Universal inference in R

[This article was first published on Bluecology blog, and kindly contributed to R-bloggers]. (You can report issue about the content on this page here)
Want to share your content on R-bloggers? click here if you have a blog, or here if you don't.

Universal inference in R

When we perform a statistical test we’d like to have confidence what the
Type I error rate is what we say it is (rate of false positive
findings). Often scientists choose a rate (AKA ‘alpha’) of 0.05 for
rejecting the null hypothesis.

We’d like some guarantees that our statistical test will actually have a
type I rate of 5% over many, many repeated trials. For many statistical
tests theory does in fact guarantee a 5% error rate over many many
repeated trials.

The paper Universal
inference

from Wasserman et al. published in PNAS proposes a new test that
guarantees a given Type I error rate for some types of statistical tests
that previously didn’t have an appropriate test.

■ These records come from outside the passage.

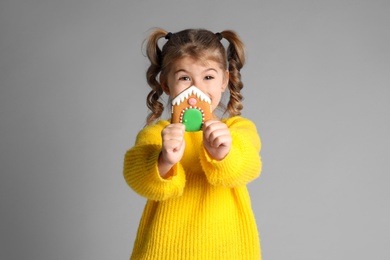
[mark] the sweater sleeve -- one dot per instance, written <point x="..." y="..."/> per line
<point x="243" y="162"/>
<point x="141" y="170"/>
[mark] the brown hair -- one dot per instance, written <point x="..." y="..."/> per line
<point x="201" y="45"/>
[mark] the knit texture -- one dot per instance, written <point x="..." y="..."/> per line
<point x="203" y="210"/>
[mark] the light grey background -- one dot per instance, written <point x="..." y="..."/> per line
<point x="73" y="98"/>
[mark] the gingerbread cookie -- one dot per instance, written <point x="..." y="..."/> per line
<point x="192" y="108"/>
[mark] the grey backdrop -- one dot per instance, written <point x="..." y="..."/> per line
<point x="73" y="98"/>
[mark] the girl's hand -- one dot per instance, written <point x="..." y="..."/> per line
<point x="216" y="139"/>
<point x="173" y="145"/>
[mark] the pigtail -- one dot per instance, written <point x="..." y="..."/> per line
<point x="153" y="53"/>
<point x="236" y="60"/>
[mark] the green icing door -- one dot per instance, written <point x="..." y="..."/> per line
<point x="192" y="119"/>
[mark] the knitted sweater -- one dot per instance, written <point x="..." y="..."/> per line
<point x="203" y="210"/>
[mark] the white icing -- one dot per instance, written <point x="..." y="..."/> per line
<point x="189" y="91"/>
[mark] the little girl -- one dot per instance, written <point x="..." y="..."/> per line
<point x="198" y="206"/>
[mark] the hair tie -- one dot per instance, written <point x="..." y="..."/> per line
<point x="219" y="36"/>
<point x="168" y="36"/>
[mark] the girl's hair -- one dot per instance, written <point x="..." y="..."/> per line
<point x="198" y="44"/>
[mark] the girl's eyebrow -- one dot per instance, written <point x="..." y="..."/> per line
<point x="206" y="70"/>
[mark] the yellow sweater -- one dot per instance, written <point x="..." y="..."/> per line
<point x="203" y="211"/>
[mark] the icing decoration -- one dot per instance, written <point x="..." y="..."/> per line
<point x="192" y="108"/>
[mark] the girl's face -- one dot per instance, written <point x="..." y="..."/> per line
<point x="206" y="76"/>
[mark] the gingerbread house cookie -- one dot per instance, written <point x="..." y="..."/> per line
<point x="192" y="108"/>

Here I’ll attempt to code their method in R.

I say ‘attempt’ because I’m not at all sure I interpreted their paper
correctly. So please don’t take this blog as a ‘how to’ for the method.
Instead, treat it as an exploration of type I and type II errors and how
we can check them.

Feel free to email me ([email protected]) if you have
suggestions on this blog.

The method is based on likelihood ratio tests, so at the very least
we’ll get to learn about LRTs in this blog.

If you are seriously interested in using universal inference, I suggest
you consult a statistician.

Testing the null that a mean equals zero

Let’s first test if a some data drawn from a normal distribution are
consistent with a null that the mean = 0.

We’ll define the data:

mu <- 0.4
n <- 100
set.seed(42)
y <- rnorm(n, mean = mu)

Now, do a likelihood ratio test the usual way:

(test_stat <- 2*(sum(dnorm(y, mean(y), sd(y), log = TRUE)) - sum(dnorm(y, 0, sd(y), log = TRUE))))

## [1] 17.25054

1 - pchisq(test_stat, 1)

## [1] 3.276042e-05

We just compared the likelihoods of the data given a mean of zero versus
the maximum likelihood estimate of the mean (which is just the mean of
the data). Then we take that ratio and find its quantile on the chisq,
that’s our (very small) p-value = 3.27E-5.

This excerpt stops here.